Elections to the Regional Assembly

Elections to the Regional Assembly

The region is administrated by the Regional Assembly. In connection with legislating the regional system, the system of holding elections to the regional assembly was amended. 

The president of the Czech Republic declares elections to the regional assemblies at least ninety days before they are to take place. Every citizen of the Czech Republic over 18 years of age whose permanent residence is in a town in the region has the right to vote. Foreign citizens permanently residing in the region's territory also have the right to vote.

Each voter can also be a member of the assembly. The assembly is elected for a period of four years based on the principle of proportionate representation. Election wards correspond to the territory of each region. Only political parties, movements and coalitions may be candidates in the elections. Mandates are distributed proportionately to those subjects who received at least five per cent of all valid votes.

Elections to the regional assembly took place for the first time in 2000, and 33.64 per cent of eligible voters took part in the elections.

What powers do the regions hold?

Within the framework of their own creation of norms, the regions issue:

– commonly binding regional ordinances regarding issues within the region's independent competence

– regional decrees regarding issues within the region's delegated competence

Both types of regulations must be in accordance with the law; in addition, decrees must also be in accordance with other legal regulations issued to carry out the law.

The state may interfere in the performance of the region's independent competence only if the protection of the law requires it and only in a manner permitted by law.

What are the regions' basic powers in the area of independent competence?


Within the framework of their independent competence, the regions:

– submit proposals for legal regulations

– submit proposals to the Constitutional Court

– issue commonly binding ordinances

– co-ordinate, approve and secure territorial development programmes

– approve land zoning documentation for the region's territory

– create a concept for developing tourism in the region

– set the extent of basic transportation service in the region

– decide on regional property transactions such as acquiring and transferring real estate, providing subsidies to civic organisations and municipalities, forfeiting rights, forgiving debts, foreclosing on moveable assets etc.

Income and Expenditures

In the Czech Republic , regions cannot decide on issuing taxes. This power is entrusted to the Czech Parliament.

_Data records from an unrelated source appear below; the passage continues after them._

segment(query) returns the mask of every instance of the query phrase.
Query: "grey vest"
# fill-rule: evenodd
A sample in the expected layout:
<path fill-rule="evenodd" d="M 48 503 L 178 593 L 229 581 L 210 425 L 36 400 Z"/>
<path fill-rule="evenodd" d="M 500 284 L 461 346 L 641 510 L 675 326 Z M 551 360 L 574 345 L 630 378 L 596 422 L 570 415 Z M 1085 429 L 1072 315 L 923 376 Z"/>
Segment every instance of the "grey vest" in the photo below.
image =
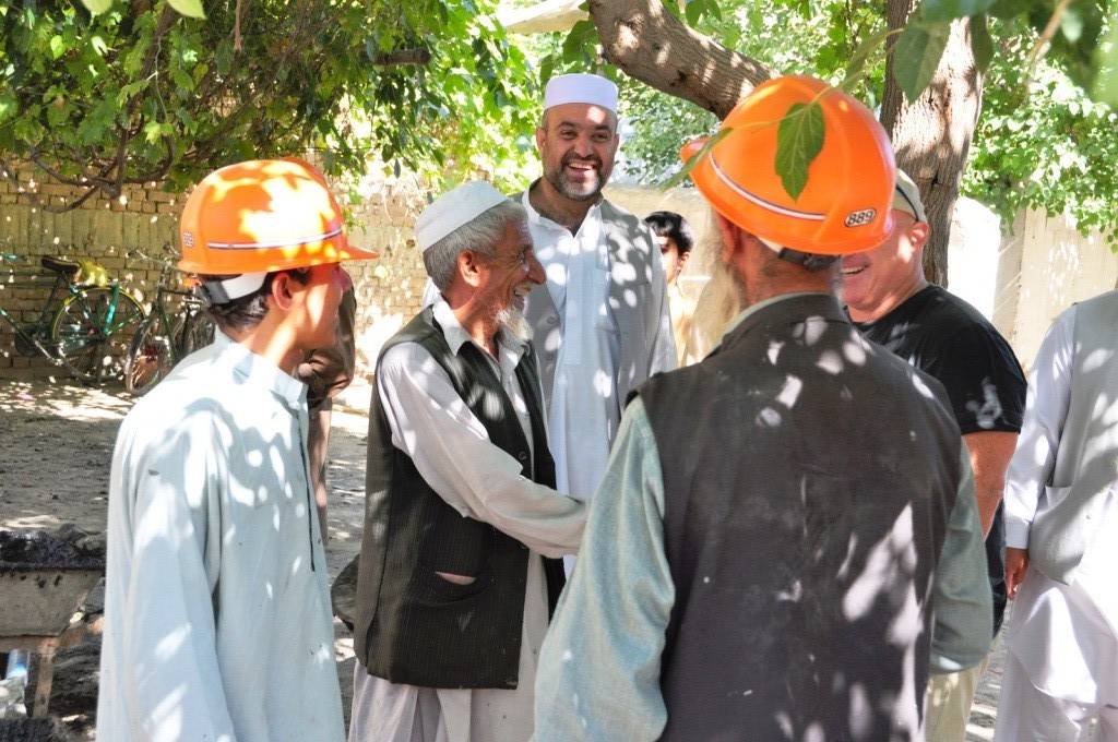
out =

The system for financing local administrations is continuously developing. During the first two years of the regions' existence only a provisional resolution was chosen; on the basis of this resolution the regions were financed mainly through government subsidies granted for specific purposes. The regions' current duties as imposed by law include the areas of regional development, highway maintenance, transportation, schooling, social care, culture and health care facilities. But finances provided to the regions to cover these tasks independently have proven to be insufficient.

In 2002 the regions became the recipients of a portion of shared taxes, and in 2004 this amount was 3.1 per cent. Public finance reform is currently underway in the Czech Republic , and a part of this reform is expected to be a radical increase in the portion regions receive in shared taxes. The goal of the regions is to implement a system of financing that will allow the regions to undergo complex development in accordance with the needs of its residents.

The European Union and International Relations

European Union legislation affects the regions in many ways. At present the regions are actively connected to project financing programmes from EU structural funds. The Czech Republic 's share of tapped EU finances is influenced to a great extent by the regions that have the necessary administrative capacity. Some regions have opened a permanent office in Brussels in order to be closer to information regarding current regional policy decisions taken by European institutions.

The Czech Republic has occupied twelve seats in the Committee of Regions. Seven of these seats were named by the association, and the remainder were named by the Union of Cities and Towns. The City of Prague functions as a permanent delegation secretary for all Czech representatives.

The association names representatives to the Congress of Local and Regional Authorities, a body of the Council of Europe.